He wants freedom or love--
but I've neither in abundance for anyone--not even myself.
Let him go and he fades out against the sky. Gone. Lost.
& I'm too broken already to deal with this.
Why the brokenness? Why these tears that mark my face in ugly red welts...
the good people of the world giving me a wider berth,
bowing their heads, as if in prayer--ignoring me as I pass by.
So sadness is contagious then?
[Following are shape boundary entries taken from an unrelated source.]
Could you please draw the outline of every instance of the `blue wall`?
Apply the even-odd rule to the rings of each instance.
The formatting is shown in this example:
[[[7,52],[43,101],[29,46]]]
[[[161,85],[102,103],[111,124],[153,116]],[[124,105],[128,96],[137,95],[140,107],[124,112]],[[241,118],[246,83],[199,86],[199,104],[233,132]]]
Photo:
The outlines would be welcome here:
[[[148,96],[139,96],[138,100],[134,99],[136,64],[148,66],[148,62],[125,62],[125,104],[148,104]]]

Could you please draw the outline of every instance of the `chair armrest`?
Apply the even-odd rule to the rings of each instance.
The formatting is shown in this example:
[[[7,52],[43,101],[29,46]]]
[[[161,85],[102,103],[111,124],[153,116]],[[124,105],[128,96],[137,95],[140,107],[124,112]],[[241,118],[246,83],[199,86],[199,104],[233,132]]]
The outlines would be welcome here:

Don't look at me too long...
Don't unveil your eyes to meet my wounded wilted iris--
b/c I saw him and he was so handsome
b/c I saw him and he was a stranger
b/c I saw him and he played ball with my son for five full minutes--
b/c my son said, "Your muscles are strong, like my Dad's."
And a low wail--a lonely bluebird--lodged in my throat
until I swallowed him back.
Freedom or love...all I cannot give.
His hands waved away the first spring fly, threw a ball, swung a bat,
ran through the furrows of his lightning silver hair,
did everything, but reach for me.
What I wouldn't give for his benediction, his blessing...
take care of that lovely family of yours, girl.
I lamely said, "I will."
He said--I know that. He said--Of course.
Then he was gone again and I crumpled against the door-frame, weeping.
My baby with her too blue eyes came and wiped my tears, snapping,
lifting my shirt to search for my wounds...
finding only feathers where my heart should be.